Ранх-ба довольно улыбнулся и сказал:
— Тебе самой нужен отдых. У тебя черные круги под глазами.
— Молчи, — засмеялась я, — скоро должны принести еду.
Минуты через три вошла Ма-Ши, за ней семенили три девицы с подносами.
Разбудили Ев-Ган. Пришлось заставить его поесть. С уговорами и прибаутками трубадура удалось накормить. Ши сделали какой-то укол.

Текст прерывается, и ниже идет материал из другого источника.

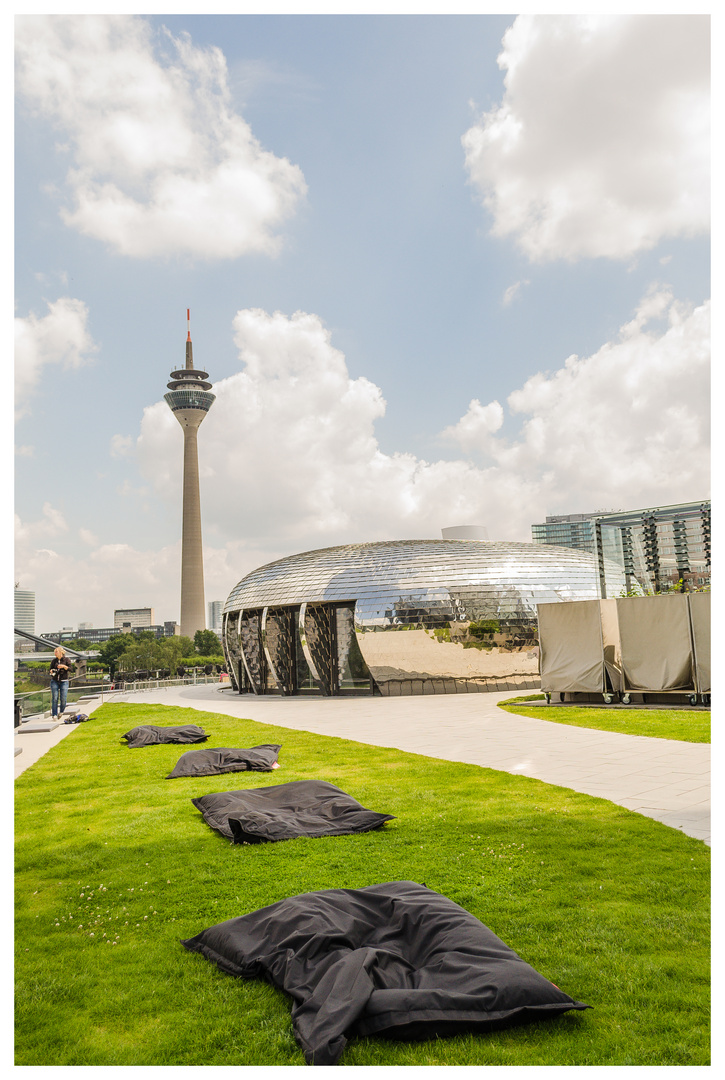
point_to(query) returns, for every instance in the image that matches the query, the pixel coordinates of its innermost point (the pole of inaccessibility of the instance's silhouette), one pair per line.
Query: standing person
(59, 679)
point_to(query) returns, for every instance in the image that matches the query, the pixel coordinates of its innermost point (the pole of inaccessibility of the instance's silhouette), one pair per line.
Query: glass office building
(656, 548)
(399, 617)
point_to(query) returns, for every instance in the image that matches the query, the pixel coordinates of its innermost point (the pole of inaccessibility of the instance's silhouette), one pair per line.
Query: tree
(206, 644)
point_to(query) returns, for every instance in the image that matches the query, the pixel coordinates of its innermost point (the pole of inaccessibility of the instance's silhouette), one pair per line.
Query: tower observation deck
(189, 400)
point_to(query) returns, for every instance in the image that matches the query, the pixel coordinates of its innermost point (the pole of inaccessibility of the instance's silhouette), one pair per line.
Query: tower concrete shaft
(189, 401)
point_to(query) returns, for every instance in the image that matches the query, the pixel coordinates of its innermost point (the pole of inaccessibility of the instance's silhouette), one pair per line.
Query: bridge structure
(51, 646)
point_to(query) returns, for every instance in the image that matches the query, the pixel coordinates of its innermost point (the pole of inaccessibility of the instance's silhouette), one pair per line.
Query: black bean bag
(392, 959)
(301, 808)
(209, 763)
(148, 734)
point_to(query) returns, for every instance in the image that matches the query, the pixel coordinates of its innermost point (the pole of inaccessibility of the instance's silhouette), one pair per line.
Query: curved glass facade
(189, 399)
(400, 617)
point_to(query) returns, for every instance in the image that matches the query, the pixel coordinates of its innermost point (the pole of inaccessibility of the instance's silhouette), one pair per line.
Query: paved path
(658, 778)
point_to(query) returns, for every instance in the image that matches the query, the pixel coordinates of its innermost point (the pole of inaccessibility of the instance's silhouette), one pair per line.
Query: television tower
(190, 401)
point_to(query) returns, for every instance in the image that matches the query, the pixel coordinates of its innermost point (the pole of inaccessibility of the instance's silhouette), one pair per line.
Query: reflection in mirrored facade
(400, 617)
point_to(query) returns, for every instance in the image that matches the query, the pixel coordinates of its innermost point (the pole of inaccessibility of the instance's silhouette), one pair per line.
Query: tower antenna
(189, 350)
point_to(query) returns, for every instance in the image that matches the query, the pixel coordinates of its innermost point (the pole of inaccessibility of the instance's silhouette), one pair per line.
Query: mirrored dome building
(399, 617)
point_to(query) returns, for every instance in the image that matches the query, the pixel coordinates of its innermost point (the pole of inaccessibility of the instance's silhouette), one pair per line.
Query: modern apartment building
(131, 618)
(99, 634)
(25, 609)
(657, 547)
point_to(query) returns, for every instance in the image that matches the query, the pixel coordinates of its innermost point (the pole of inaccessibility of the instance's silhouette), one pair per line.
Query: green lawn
(609, 905)
(681, 724)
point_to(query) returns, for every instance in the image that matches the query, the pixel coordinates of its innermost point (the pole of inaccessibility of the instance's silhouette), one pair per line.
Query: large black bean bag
(301, 808)
(209, 763)
(394, 959)
(148, 734)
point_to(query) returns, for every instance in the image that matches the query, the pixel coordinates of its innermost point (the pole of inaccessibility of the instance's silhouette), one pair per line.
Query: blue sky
(430, 286)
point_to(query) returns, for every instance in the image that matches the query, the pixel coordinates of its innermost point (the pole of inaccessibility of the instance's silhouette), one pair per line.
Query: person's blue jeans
(58, 691)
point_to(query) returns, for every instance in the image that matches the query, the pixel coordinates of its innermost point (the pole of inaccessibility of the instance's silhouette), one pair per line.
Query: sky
(442, 270)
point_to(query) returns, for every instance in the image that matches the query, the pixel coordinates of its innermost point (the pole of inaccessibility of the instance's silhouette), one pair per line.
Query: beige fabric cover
(612, 643)
(656, 649)
(699, 609)
(571, 657)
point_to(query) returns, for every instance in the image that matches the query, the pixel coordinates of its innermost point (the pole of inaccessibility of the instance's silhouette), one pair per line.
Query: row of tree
(145, 651)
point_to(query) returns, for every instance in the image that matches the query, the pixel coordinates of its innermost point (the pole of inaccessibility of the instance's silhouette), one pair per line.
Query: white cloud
(600, 146)
(59, 337)
(161, 163)
(474, 430)
(290, 460)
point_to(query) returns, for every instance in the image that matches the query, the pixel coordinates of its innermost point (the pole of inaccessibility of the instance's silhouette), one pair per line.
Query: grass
(609, 905)
(680, 724)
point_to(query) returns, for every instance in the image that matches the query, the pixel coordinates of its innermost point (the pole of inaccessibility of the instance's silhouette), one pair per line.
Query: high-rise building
(657, 547)
(215, 608)
(25, 609)
(130, 618)
(25, 618)
(190, 401)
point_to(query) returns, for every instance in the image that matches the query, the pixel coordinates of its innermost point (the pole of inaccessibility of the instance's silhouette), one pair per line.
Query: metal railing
(39, 701)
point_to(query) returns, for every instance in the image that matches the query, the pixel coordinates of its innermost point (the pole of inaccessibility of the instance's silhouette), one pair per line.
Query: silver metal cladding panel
(425, 594)
(459, 579)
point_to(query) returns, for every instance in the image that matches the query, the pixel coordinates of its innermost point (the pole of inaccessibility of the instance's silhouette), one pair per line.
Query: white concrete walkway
(658, 778)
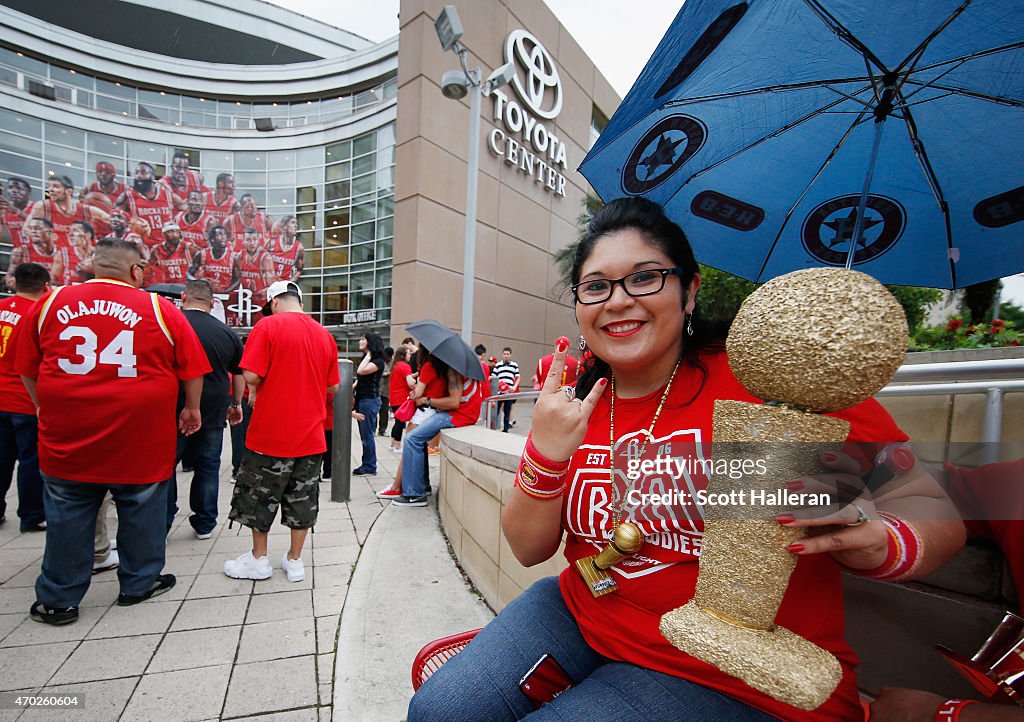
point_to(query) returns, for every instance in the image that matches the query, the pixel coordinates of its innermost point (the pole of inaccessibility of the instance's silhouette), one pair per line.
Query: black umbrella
(446, 345)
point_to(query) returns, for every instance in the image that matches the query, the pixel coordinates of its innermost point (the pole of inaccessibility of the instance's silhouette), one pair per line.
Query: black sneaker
(53, 616)
(163, 584)
(410, 501)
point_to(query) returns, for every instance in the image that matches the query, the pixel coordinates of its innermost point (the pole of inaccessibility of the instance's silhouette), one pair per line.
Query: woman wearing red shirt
(654, 374)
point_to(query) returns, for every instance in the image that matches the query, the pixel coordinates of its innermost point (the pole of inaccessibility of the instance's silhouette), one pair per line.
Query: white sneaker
(111, 562)
(248, 566)
(293, 567)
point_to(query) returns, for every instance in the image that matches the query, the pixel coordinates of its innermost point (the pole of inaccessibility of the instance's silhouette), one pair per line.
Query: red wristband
(903, 550)
(949, 710)
(540, 477)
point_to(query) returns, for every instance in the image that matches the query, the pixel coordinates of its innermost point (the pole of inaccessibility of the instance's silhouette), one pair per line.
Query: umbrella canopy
(779, 133)
(446, 345)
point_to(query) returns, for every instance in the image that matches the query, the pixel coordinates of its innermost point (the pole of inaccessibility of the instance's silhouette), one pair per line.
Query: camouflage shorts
(265, 482)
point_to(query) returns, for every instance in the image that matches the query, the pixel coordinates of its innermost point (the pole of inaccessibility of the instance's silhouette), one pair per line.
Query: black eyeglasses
(641, 283)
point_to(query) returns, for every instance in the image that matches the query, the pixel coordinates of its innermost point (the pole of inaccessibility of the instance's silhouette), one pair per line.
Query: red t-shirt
(297, 359)
(13, 396)
(569, 374)
(397, 390)
(989, 499)
(662, 577)
(108, 358)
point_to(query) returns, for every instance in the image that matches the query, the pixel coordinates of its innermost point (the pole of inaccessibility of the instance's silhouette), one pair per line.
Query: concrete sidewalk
(214, 647)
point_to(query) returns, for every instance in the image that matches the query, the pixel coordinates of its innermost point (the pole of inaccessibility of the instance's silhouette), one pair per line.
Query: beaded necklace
(617, 515)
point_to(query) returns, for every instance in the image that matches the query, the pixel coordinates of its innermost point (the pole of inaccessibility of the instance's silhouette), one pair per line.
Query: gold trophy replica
(808, 342)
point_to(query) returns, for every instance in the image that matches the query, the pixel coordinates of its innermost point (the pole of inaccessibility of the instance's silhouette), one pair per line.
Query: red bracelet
(949, 710)
(903, 550)
(540, 477)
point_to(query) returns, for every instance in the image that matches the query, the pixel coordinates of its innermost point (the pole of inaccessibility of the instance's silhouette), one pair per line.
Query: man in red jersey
(150, 201)
(18, 426)
(286, 251)
(78, 261)
(215, 263)
(292, 362)
(195, 222)
(170, 260)
(249, 216)
(61, 209)
(102, 362)
(105, 189)
(253, 265)
(14, 210)
(221, 203)
(180, 181)
(40, 249)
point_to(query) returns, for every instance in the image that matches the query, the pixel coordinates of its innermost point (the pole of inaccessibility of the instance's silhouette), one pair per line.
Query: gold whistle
(626, 542)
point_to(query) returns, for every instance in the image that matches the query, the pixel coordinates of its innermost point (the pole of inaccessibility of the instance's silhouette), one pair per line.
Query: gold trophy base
(777, 662)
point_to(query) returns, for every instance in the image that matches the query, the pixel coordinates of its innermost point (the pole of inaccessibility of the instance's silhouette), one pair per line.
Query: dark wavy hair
(649, 220)
(374, 344)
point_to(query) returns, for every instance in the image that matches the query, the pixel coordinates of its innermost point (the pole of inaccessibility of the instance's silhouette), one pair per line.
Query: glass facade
(341, 195)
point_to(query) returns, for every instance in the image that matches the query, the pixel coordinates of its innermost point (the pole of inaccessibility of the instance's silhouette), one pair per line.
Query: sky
(619, 42)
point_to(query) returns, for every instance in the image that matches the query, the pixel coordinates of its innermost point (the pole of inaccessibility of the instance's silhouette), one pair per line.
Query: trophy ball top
(823, 339)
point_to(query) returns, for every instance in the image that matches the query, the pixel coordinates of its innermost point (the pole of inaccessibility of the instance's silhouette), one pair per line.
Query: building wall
(519, 222)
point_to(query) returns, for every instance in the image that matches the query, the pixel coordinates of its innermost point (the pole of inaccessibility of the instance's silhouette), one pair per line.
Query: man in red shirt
(14, 210)
(292, 363)
(18, 426)
(40, 249)
(102, 362)
(170, 260)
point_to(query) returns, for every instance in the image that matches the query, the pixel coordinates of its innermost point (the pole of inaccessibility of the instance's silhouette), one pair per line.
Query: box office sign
(520, 135)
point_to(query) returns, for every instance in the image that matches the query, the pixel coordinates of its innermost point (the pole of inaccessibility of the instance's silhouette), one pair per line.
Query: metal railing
(993, 378)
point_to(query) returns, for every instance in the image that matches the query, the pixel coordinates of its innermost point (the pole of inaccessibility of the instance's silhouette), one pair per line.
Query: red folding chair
(435, 653)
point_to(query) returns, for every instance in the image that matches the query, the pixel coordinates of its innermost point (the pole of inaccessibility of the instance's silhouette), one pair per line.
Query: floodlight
(449, 28)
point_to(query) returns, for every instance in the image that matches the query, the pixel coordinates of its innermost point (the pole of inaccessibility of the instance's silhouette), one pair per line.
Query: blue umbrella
(780, 133)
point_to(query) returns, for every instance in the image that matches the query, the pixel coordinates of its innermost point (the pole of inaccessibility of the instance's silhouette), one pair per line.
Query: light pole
(455, 85)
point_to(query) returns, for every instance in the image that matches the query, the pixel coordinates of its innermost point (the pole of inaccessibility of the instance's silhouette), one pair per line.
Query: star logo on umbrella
(664, 155)
(844, 227)
(827, 230)
(660, 152)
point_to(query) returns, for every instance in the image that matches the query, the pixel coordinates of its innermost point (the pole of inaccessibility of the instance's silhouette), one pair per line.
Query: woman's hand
(849, 527)
(560, 419)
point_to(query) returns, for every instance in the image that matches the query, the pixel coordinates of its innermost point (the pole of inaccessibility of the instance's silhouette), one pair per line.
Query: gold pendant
(626, 542)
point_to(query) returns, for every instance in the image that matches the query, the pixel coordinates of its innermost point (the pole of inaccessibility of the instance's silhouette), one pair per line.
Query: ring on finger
(861, 516)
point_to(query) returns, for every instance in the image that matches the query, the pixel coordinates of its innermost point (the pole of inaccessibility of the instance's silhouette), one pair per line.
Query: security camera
(502, 76)
(455, 85)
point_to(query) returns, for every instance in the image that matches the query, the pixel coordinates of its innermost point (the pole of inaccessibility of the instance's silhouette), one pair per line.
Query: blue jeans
(18, 434)
(414, 453)
(203, 449)
(71, 526)
(481, 682)
(369, 409)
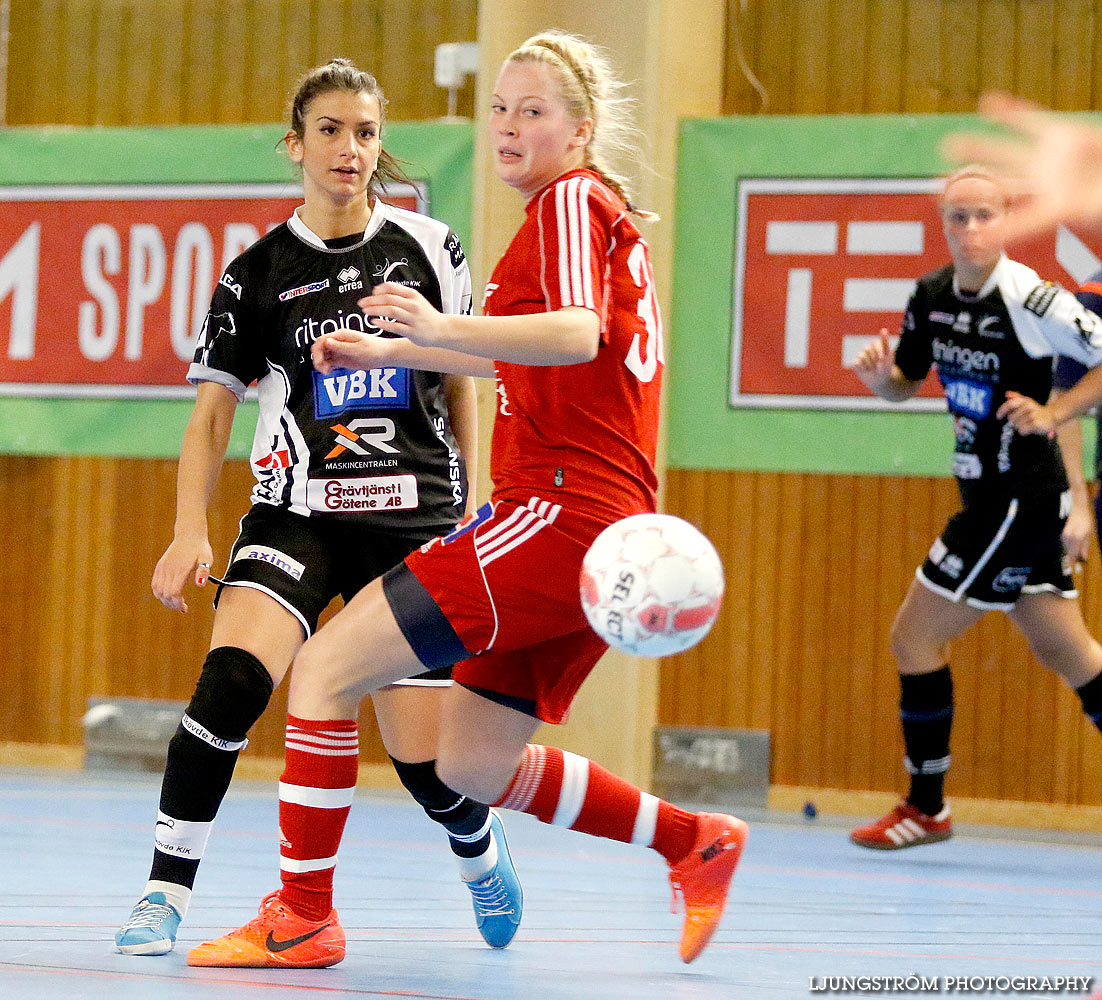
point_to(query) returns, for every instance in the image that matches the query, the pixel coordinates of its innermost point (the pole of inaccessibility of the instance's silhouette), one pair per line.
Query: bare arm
(1056, 160)
(875, 366)
(566, 336)
(463, 415)
(1080, 524)
(1030, 417)
(201, 458)
(353, 348)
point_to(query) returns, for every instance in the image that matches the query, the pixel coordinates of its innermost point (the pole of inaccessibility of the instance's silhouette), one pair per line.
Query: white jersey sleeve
(445, 254)
(1048, 319)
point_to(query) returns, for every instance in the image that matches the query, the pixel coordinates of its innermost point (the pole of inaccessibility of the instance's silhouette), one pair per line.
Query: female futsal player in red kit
(571, 332)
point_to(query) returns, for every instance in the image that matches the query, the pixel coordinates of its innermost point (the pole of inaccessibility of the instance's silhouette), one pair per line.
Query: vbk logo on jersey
(368, 436)
(303, 290)
(968, 397)
(360, 389)
(347, 279)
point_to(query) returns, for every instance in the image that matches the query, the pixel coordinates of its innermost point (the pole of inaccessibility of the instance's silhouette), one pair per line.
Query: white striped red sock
(315, 793)
(565, 789)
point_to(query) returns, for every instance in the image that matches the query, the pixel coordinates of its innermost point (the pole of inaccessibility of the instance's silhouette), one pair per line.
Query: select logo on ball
(651, 584)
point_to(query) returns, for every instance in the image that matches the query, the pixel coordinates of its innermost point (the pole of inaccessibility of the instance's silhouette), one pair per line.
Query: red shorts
(506, 581)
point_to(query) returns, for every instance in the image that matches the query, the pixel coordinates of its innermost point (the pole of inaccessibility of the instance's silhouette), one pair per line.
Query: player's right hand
(173, 569)
(874, 365)
(349, 348)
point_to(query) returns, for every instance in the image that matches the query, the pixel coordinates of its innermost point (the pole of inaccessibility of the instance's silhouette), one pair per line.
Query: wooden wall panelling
(770, 56)
(846, 56)
(810, 41)
(1034, 53)
(922, 56)
(127, 62)
(883, 57)
(770, 571)
(1073, 38)
(997, 40)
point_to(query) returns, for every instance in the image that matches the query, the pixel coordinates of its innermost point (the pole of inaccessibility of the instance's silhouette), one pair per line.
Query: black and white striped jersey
(373, 444)
(1003, 337)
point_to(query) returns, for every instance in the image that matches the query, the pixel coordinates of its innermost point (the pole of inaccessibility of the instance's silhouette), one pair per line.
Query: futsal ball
(651, 584)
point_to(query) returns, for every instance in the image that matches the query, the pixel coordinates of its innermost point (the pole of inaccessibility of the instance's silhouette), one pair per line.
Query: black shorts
(990, 555)
(304, 562)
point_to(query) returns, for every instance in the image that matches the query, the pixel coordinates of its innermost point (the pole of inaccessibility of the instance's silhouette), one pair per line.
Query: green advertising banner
(798, 238)
(110, 243)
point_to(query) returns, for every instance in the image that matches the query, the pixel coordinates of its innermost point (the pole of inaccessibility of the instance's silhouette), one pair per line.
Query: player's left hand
(1077, 535)
(404, 311)
(1028, 416)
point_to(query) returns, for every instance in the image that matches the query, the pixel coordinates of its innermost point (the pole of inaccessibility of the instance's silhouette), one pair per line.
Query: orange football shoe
(905, 826)
(279, 938)
(703, 877)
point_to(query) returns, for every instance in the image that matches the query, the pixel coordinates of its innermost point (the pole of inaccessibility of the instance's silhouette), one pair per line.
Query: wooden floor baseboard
(840, 802)
(992, 812)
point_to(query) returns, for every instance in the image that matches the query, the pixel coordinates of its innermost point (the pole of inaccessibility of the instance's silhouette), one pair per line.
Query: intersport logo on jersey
(821, 265)
(105, 289)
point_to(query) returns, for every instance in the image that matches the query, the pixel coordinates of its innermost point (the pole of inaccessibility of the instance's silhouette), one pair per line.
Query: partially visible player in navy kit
(355, 469)
(572, 333)
(991, 326)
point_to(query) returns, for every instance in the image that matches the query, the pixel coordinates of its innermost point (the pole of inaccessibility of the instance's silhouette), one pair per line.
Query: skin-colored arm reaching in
(1080, 525)
(1057, 161)
(201, 460)
(875, 366)
(463, 416)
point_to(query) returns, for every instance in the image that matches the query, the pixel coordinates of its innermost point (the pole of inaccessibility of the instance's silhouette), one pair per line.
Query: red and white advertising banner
(823, 265)
(104, 290)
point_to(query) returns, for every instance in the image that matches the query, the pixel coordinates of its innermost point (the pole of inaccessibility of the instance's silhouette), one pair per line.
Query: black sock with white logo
(230, 695)
(1090, 694)
(466, 820)
(926, 708)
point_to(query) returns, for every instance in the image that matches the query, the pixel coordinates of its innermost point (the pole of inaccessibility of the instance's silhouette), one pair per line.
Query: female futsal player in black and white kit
(354, 470)
(991, 326)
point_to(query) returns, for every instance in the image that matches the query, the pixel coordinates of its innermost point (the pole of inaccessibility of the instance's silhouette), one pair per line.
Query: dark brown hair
(341, 74)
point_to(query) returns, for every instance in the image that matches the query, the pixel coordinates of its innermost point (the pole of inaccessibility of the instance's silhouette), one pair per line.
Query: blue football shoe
(497, 896)
(151, 927)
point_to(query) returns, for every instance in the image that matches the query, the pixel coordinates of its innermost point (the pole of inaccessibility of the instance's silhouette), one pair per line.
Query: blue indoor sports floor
(806, 906)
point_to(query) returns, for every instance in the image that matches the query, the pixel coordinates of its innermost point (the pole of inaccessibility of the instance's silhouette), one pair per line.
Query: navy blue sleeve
(1066, 371)
(915, 350)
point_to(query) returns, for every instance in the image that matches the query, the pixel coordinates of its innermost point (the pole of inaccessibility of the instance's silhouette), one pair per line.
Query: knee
(465, 775)
(231, 694)
(904, 647)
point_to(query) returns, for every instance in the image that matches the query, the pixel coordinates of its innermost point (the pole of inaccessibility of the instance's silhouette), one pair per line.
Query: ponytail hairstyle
(591, 88)
(341, 74)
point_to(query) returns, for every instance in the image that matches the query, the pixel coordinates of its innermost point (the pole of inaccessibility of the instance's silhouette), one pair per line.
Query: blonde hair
(591, 88)
(341, 74)
(975, 171)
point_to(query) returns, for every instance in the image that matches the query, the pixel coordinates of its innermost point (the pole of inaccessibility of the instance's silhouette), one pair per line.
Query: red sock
(568, 791)
(315, 794)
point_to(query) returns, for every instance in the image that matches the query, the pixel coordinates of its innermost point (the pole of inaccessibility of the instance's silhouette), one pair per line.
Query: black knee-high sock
(926, 708)
(230, 695)
(1090, 694)
(465, 819)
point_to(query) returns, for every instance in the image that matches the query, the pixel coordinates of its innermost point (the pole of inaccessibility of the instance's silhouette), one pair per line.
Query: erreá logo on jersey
(360, 389)
(964, 357)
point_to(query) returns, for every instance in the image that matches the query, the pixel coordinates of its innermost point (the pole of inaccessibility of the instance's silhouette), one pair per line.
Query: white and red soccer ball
(651, 584)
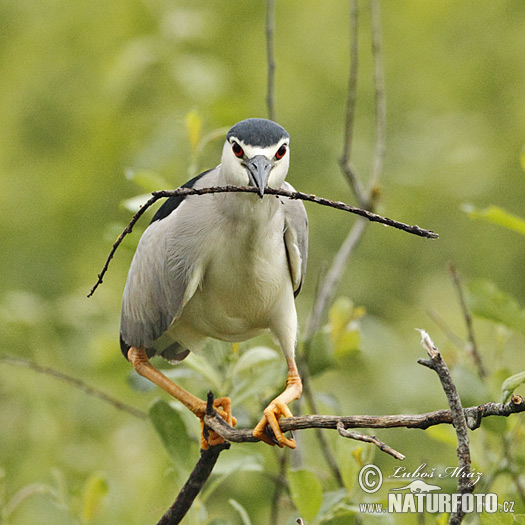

Ев-Ган уже не спал, а лежал, глядя на рыжие лучи солнца, косо лежащие на полу.
Ранх-ба после еды сразу же заснул.
— Ши восстанавливается очень быстро. Она спит. На укол, правда, отреагировала посредственно. Но с утра попытаемся её разбудить, — шепнула мне Ма-Ши, — последи за Ев-Ган, чтобы он опять чего-нибудь не натворил.
— Я полежу, милая, Ма-Ши, иди.
— Может, ляжешь спать?
— Нет, я ещё посижу немного, может, удастся поговорить с ним.
Ма-Ши посмотрела на меня, потом распрощалась и вышла.
Темнело. Я подошла к постели Ев-Ган и тихо позвала его. Он не откликнулся, хотя прекрасно меня слышал.
Вошли Ни-Кит и тот, кого он звал Ро-Мео, они принесли кушетку. Следом за ними вошел Магистр.
— Сиэт-ту, у нас сейчас очень холодные ночи. Возьми, тебе понадобится, — сказал он, протягивая мне сверток.
Я развернула его. Там лежала вязаная шерстяная шаль.
— Спасибо, — сказала я, — у нас в городе таких вещей никогда не было.
Магистр улыбнулся.
— Я покажу, как её носить. Просто накинь её на плечи.
Магистр взял у меня из рук шаль, накинул мне её на плечи и слегка приобнял.
— Спасибо, — еще раз улыбнулась я, и осторожно попыталась высвободиться.
Он кивнул, но не двигался.
— Ты очень добр ко мне, но я думаю мне надо немного отдохнуть.
Я мягко высвободилась и отошла к стеклянной стене, сквозь которую был виден черный лес.
Я посижу с тобой, если ты не против? — садясь на пол, спросил магистр.
— Не против, не глядя на него, — сказала я.
Из-за леса вставала луна, огромная, красновато-золотая. Я сняла очки, этот свет меня не беспокоил. Луна тем временем запустила свои лучи на террасу, лизнула лицо Магистра и легла на лица больных, от чего те стали похожи на восковые фигуры.
— Тебе нравится эта стеклянная стена? — спросил Магистр.
— Да, необычно, с одной стороны я будто в лесу, а с другой я в доме.
— Это придумка Ма-Ши, она вообще в нашем доме много чего переделала, с её появлением стало как-то уютнее, — сказал Магистр, — Ты так всю ночь будешь стоять?
— Нет, — отвечала я, — немного полюбуюсь на звезды, и ещё попробую поговорить с Ев-Ган, он очень меня беспокоит.
— С ним все в порядке. Мы выросли вместе, я знаю его как самого себя. Он всегда был неудачлив в любовных делах. В юношестве он влюбился в дочь лавочника. Девица была загляденье: рыжая, зеленоглазая, легкая, да только на язык больно острая. Вот и дала она ему от ворот поворот. Он месяц после этого из дома не выходил.